Explore a full write-up and more of Yanofsky’s maps in his cartographic guide to Starbuck’s global domination here
Mapping temporal data, particularly to show change, has always been a cartographic conundrum, made all the more difficult the more different time periods you want to show. Animation has often been the standard fallback and is increasingly used in web maps as the technology provides smoother transitions. Of course this approach has one major drawback – you can only see one point in time at any one point in the animation. How, then, do you present data at once to allow visual comparison?
Park and Quealy make excellent use of small multiples here to demonstrate those US Counties classified as under extreme drought conditions from 1896 – 2012. The map forsakes detail which would have demanded a much larger map. It’s not possible to use the maps as a way of looking at counties on an individual basis. The point here, though, is to give clarity and focus to the pattern of change as a general phenomenon and that is achieved to great effect.
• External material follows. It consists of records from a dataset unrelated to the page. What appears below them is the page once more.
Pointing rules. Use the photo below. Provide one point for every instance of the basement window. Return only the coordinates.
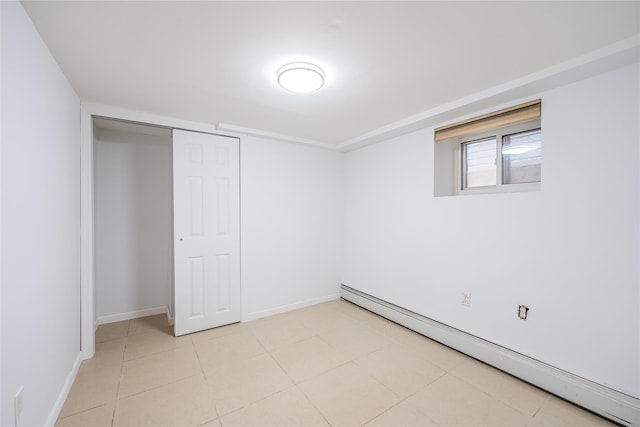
(497, 152)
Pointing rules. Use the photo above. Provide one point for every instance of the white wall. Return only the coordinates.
(570, 252)
(40, 222)
(133, 222)
(291, 225)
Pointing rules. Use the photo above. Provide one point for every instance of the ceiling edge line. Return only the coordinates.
(436, 115)
(275, 136)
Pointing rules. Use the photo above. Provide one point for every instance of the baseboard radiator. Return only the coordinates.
(618, 407)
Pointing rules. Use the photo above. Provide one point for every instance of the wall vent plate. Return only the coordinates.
(523, 311)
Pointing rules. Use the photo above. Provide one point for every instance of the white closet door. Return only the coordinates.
(206, 204)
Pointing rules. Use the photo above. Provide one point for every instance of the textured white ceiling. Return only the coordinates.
(215, 62)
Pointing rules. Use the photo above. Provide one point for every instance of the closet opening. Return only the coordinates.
(133, 220)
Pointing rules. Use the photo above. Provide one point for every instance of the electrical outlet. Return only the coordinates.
(17, 405)
(466, 299)
(523, 311)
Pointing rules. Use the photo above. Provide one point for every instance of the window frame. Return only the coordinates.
(498, 133)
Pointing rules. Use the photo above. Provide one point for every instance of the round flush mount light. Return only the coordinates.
(300, 77)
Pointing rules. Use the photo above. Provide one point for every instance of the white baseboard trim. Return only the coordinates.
(111, 318)
(64, 392)
(612, 404)
(289, 307)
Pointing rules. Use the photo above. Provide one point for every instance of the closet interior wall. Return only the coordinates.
(133, 220)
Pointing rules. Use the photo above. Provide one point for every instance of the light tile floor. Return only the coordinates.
(329, 364)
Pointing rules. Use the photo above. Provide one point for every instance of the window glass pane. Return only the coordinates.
(521, 157)
(479, 163)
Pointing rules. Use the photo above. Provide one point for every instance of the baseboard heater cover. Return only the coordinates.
(614, 405)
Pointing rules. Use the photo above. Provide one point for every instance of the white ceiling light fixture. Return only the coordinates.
(300, 77)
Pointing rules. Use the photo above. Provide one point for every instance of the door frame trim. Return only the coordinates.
(88, 320)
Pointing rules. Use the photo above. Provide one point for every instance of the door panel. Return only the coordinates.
(206, 188)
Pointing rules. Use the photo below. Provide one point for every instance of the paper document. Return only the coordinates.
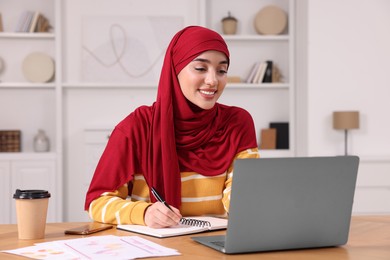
(95, 247)
(215, 224)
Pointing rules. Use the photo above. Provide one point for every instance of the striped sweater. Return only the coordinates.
(201, 195)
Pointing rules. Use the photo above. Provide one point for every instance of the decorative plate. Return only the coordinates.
(38, 67)
(270, 20)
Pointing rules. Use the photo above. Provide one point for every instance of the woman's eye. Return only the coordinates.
(200, 69)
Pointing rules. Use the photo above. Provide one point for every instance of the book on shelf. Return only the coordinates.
(252, 72)
(260, 73)
(263, 72)
(268, 72)
(179, 230)
(1, 24)
(32, 22)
While the maps are hosted on a web page, they are static. Adding the ability to mine the data would create a monstrous application that simply isn’t necessary. Each map is two colour; the binary approach is all that is needed so the symbology is stripped to the minimum. An equal area projection ensures areas can be visually compared accurately – important since the map is illustrating areal extent. Each row contains a decade of data, beginning with the start year shown in bold type just to add a little structure and guide the eye.
Small multiples are extremely useful in cartography. This example illustrates why. You can see the online version here.